Tassi terminou o gole antes de responder, enxugando a boca com o dorso da mão.
— Eu vou levar! É que… ainda estou ajeitando o lugar. Está uma bagunça, não terminei de organizar os móveis novos que comprei.
As duas conversaram mais um pouco, sobre trivialidades, sobre o sabor ácido e doce da cachaça, sobre o calor que não dava trégua. A tensão em Nyran parecia ter diminuído um pouco, dissolvida na conversa fácil e na companhia inesperada.
Depois de um tempo as duas saíram do bar e se despediram, Nyran sorria um pouco lembrando dos seus últimos dias no mocambo. Até que o som veio.
Foi primeiro um sopro gutural e distante, que cortou o burburinho do quilombo como uma faca. Um único toque, longo e urgente. Depois, outro se juntou a ele. O berrante.

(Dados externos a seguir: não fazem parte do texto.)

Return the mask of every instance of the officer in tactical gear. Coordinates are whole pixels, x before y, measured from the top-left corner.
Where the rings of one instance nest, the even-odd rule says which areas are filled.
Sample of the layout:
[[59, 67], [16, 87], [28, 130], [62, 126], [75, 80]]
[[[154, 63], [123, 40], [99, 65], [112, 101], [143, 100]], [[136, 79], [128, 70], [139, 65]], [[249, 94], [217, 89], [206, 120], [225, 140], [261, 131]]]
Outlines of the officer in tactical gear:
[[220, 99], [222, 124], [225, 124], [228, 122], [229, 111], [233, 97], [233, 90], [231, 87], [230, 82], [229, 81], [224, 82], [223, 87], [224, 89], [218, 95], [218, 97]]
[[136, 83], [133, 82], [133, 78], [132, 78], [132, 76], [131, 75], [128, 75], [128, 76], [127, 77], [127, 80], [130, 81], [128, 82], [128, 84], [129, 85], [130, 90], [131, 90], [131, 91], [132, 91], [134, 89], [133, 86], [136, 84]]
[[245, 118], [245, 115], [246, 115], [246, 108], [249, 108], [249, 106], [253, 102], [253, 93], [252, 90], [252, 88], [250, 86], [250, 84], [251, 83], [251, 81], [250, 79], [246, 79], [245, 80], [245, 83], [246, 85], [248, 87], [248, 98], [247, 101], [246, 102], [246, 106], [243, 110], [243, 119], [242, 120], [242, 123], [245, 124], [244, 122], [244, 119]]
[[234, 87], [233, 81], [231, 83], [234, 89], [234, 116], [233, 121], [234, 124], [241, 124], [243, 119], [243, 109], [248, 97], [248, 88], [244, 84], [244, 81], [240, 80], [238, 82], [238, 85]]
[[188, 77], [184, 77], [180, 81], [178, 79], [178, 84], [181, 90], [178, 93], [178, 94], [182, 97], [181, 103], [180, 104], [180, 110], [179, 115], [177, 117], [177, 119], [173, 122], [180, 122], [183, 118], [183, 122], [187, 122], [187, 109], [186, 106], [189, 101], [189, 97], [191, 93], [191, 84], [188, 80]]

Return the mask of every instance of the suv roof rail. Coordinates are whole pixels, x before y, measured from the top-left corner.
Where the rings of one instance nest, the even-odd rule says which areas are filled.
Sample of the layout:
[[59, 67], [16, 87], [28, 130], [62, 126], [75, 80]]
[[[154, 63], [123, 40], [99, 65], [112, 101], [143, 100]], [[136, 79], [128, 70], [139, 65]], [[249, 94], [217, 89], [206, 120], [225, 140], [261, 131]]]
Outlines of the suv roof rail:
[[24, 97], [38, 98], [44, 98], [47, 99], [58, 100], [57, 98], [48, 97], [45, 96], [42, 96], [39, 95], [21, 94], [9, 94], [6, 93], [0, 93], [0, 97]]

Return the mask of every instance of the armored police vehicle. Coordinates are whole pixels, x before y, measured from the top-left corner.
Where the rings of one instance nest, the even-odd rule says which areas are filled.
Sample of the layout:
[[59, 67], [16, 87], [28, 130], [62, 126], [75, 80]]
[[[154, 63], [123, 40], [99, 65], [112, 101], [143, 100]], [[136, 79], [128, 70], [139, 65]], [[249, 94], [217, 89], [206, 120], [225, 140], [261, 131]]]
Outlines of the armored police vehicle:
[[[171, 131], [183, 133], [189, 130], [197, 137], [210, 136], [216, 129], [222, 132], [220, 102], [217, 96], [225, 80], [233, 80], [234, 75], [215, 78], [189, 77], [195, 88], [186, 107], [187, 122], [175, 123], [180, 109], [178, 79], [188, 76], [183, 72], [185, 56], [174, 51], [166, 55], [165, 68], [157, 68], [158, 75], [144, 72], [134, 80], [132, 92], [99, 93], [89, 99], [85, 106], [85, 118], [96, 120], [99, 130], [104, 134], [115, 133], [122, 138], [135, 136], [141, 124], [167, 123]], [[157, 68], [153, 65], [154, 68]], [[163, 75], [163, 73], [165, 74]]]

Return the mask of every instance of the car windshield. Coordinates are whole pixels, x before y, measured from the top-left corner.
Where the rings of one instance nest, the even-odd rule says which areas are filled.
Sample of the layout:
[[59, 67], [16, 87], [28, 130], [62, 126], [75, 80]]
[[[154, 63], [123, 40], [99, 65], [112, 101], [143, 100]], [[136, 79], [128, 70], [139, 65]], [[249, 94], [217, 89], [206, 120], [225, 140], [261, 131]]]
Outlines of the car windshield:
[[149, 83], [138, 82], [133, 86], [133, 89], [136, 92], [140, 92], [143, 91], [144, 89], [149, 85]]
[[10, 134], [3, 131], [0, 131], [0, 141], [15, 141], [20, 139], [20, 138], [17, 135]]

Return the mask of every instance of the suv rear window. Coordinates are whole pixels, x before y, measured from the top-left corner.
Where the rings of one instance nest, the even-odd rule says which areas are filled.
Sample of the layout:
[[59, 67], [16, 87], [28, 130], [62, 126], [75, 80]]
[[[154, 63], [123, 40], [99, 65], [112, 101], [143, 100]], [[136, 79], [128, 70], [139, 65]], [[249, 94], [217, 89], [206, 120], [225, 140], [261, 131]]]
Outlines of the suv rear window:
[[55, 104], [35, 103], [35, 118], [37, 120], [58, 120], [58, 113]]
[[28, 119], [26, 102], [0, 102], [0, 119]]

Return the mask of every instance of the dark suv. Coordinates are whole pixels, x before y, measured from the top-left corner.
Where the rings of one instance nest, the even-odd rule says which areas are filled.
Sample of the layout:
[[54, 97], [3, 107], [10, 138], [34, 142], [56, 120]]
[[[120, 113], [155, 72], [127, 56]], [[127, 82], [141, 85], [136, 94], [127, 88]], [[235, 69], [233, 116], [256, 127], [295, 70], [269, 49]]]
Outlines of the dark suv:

Para todos no quilombo, aquele som significava apenas uma coisa: ataque.
Para Nyran, significava oportunidade. Ela não esperou. Virou-se e saiu em disparada.
O coração batia no peito, não de medo, mas de antecipação. Chegou à sua cabana, um cômodo simples e escuro. O cheiro de palha seca enchia o ar. Com movimentos precisos, enfiou a mão dentro do colchão de palha e retirou um pequeno rolo de papel amarrado com um fio: seu relatório mais recente.
Então, correu para a mata. Seus pés conheciam o caminho, evitando raízes e pedras com uma agência nascida da repetição. Passou por árvores com marcas quase imperceptíveis, sinais que só seus olhos treinados decifravam. Finalmente, chegou a uma árvore específica, com um tronco oco disfarçado por trepadeiras.
Com os dedos trêmulos de pressa, ela afastou a vegetação. A abertura estava lá. Ela se preparou para inserir o relatório quando seus dedos tocaram em outro papel. Já havia uma carta lá.
O sangue pareceu gelar em suas veias. Com um pressentimento funesto, ela desenrolou o novo mensagem. A caligrafia era a do Velho Caetano, seca e impiedosa.
A leitura foi rápida. As palavras queimaram mais que qualquer lâmina.
“No próximo ataque, aproveite a oportunidade e mate o Chefe Carlos e Tassi Hangbé.”
Ela deveria se manter firme. Focar na missão. Era o que sempre fizera, por anos a fio. A obediência era sua espinha dorsal para conseguir viver nesse novo mundo em que ela foi jogada.
Mas desta vez, algo diferente brotou em seu peito, uma semente venenosa e desconfortável. Dúvida.
Suas mãos, firmes para empunhar uma espada, tremeram segurando o leve pedaço de papel. O rosto impassível que ela tão cuidadosamente cultivava rachou, e no reflexo distante dos berrantes que continuavam a ecoar, sozinha na mata escura, Nyran permitiu-se, por um único instante, duvidar de tudo.